The stars are bright tonight...
- Firenze, Harry Potter and the Philosopher's Stone



Yes, I do quote his wisdom. The stars certainly are bright tonight as I gaze upon the night sky of Shah Alam, Selangor, Malaysia.

It is unusually bright that I felt moved. My hands suddenly moved towards the mobile phone in my pocket to make a call towards Fauzi, mi amor. He picked up his phone and told me that he was in his car and he's gazing upon the same sky as I was. Well, he said he's not at home as he's the on duty muazzin tomorrow morning so that means he's staying back at the Mujahideen Mosque in Damansara Utama.

At the time of the call, it was 10 p.m. Watched One Tree Hill @ 10.30 p.m. Poor Lucas. Dumped TWICE. Man, that's critical.

Anyway, I'm posting again in rememberance of God's gift tonight in the form of the breathtaking view of the stars tonight. Perfectly aligned to show the sign of Pisces. There were slightly more dim stars flecking the brightest of them, creating an illusion of speckles of dusty grains of sand on the beach. I only wished I could capture the view on camera but the camera could do no justice. Hence, I am typing away to keep this memorable event on black and white...

So, adios mi amigos. You'll hear from me pretty soon.

Major Changes Underway...

When life suddenly sprouts turnips instead of lemons, you know you have to do something about it...


I haven't been a faithful blogger lately. Here's an excuse: the phone line was cut off so no internet connection for almost 3 weeks! Ha! How about that?

Anyway, I received my results. 8As and 2Bs. I cried because of the two Bs. At least, I thanked my teachers right after, whom, in my honest opinion have poured lots of love and knowledge my brain certainly had absorbed through those years.

By the way, I received distinctions in Physics and GCE-O English! Good news for me.
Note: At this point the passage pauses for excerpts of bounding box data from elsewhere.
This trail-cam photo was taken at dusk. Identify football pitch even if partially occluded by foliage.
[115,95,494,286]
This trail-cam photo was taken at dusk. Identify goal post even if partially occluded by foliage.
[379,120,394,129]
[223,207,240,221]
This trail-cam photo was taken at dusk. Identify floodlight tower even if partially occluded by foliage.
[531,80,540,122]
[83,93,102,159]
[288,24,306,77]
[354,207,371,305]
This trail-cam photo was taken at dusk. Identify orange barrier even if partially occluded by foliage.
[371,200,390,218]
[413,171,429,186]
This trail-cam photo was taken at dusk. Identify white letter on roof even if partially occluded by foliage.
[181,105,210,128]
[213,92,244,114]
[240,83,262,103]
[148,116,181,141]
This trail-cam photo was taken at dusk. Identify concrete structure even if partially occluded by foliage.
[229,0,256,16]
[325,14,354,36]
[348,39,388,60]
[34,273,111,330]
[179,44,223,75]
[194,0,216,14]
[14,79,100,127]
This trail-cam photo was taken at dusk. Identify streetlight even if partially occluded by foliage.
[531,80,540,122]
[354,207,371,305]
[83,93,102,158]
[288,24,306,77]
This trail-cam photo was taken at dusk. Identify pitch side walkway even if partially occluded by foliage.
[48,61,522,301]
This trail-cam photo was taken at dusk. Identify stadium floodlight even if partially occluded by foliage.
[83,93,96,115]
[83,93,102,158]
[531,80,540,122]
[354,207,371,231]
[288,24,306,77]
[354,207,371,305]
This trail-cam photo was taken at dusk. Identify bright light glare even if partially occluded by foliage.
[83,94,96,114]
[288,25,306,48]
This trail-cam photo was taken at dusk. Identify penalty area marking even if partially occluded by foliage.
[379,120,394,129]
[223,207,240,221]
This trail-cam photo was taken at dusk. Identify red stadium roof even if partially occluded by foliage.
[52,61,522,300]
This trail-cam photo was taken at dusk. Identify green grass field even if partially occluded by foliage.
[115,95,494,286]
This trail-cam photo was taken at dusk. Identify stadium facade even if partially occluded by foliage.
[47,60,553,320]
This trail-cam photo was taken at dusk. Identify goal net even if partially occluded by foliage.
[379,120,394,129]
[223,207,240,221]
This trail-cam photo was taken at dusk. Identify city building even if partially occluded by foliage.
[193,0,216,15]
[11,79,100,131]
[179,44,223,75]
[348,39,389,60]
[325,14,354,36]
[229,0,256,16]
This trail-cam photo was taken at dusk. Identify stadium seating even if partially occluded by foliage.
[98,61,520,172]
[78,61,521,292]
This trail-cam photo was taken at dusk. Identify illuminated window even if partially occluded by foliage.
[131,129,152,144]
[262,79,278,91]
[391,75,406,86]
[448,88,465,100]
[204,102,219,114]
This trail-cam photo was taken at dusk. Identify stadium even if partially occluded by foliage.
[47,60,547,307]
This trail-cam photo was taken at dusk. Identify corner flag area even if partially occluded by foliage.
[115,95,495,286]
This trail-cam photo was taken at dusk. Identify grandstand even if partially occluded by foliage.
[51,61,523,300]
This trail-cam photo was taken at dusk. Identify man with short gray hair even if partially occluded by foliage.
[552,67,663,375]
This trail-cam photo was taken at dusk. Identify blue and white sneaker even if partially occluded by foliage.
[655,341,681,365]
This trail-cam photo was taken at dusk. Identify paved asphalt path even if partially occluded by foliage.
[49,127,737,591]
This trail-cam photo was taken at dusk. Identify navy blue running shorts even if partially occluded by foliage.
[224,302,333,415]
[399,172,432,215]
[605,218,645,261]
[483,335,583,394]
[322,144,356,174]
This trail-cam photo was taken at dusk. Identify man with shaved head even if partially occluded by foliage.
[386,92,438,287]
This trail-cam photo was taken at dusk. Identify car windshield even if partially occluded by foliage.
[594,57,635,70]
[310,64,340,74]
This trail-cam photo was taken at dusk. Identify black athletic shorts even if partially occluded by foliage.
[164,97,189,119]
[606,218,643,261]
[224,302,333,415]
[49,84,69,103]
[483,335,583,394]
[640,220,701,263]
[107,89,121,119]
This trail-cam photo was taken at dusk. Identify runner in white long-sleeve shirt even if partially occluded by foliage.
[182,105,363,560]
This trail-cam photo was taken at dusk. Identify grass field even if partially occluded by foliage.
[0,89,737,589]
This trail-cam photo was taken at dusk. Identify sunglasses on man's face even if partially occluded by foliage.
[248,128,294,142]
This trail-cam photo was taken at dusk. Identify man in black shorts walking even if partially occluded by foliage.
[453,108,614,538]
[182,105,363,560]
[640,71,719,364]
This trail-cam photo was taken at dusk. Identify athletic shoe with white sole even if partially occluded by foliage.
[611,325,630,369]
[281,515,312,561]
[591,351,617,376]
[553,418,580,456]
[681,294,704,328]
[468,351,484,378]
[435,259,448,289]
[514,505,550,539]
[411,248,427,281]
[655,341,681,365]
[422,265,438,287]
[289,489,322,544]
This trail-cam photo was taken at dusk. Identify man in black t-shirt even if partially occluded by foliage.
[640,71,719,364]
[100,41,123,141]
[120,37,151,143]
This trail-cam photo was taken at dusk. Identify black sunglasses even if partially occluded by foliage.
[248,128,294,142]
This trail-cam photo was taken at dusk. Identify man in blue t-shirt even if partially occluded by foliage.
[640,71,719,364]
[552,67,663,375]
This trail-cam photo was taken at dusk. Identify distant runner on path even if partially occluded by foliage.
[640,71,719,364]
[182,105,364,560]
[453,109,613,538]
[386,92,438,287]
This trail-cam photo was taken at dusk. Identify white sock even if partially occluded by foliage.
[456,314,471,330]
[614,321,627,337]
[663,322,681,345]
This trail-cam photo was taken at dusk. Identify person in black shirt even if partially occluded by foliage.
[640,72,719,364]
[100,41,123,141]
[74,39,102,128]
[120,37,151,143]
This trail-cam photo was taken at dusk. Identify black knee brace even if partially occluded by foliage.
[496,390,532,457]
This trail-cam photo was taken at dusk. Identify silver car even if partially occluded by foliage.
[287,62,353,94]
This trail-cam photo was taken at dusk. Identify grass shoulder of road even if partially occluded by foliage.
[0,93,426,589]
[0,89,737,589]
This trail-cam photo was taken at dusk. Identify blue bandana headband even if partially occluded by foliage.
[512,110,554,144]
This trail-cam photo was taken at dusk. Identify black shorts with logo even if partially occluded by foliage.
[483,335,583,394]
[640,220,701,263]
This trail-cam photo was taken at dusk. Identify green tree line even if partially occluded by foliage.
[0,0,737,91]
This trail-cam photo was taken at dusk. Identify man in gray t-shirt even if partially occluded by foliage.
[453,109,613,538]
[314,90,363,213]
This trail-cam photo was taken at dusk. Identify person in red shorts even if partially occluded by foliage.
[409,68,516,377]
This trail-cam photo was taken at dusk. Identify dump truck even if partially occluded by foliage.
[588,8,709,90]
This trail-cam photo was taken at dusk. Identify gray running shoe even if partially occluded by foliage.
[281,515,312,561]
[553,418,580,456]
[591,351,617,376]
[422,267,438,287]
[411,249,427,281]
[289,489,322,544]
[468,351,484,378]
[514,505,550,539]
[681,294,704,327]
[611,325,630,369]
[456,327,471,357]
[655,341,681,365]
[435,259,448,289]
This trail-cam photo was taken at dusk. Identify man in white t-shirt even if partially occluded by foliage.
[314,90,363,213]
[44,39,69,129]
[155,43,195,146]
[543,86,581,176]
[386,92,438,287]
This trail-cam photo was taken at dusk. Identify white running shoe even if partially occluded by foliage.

Right now, I'm trying to find relevant courses thathave to do with English Language and Linguistics though I don't mind at all doing Electronic Engineering. However, I am actually looking forward to studying my first choice and also working on a diploma of political science. I am aiming to be a lecturer OR diplomat. Let's hope I get to be the latter.

In the mean time, I am trying to enrol in language classes, particularly French and German as well as English for Business and Communication. That way I could be prepared for the challenges I would face later on when I do pursue a career in International Cooperation.

However, I am having a financial crisis. If I do not recieve a scholarship or study loan, I would have to find a part-time programme to pay for the tuition fees. If, however, I do receive one, I would be absolutely releived as my mother would not have to fork out a hefty sum of money to support my studies in uni/college. Mom would be able to pay her debts and the rent.

As for a few bright moments, I am quite content that, even without asking for rewards, my relatives still found in their hearts the compassion to award me with monetary gifts to help support my future to commend me on my SPM results.

So, without further ado, I say THANK YOU GOD! Without your blessings and compassion, I would never have the pleasures in life presented in ways I could never imagine.

By the way, I cannot play the piano anymore. Mom sold our piano to the dealer who turned out to be its first owner. So if I have a hankering to play the piano, I would have to go to my neighbour's house (we're close, by the way), just to sastisfy my addiction.

So, au revior mon ami! I'll be posting again as soon as I can.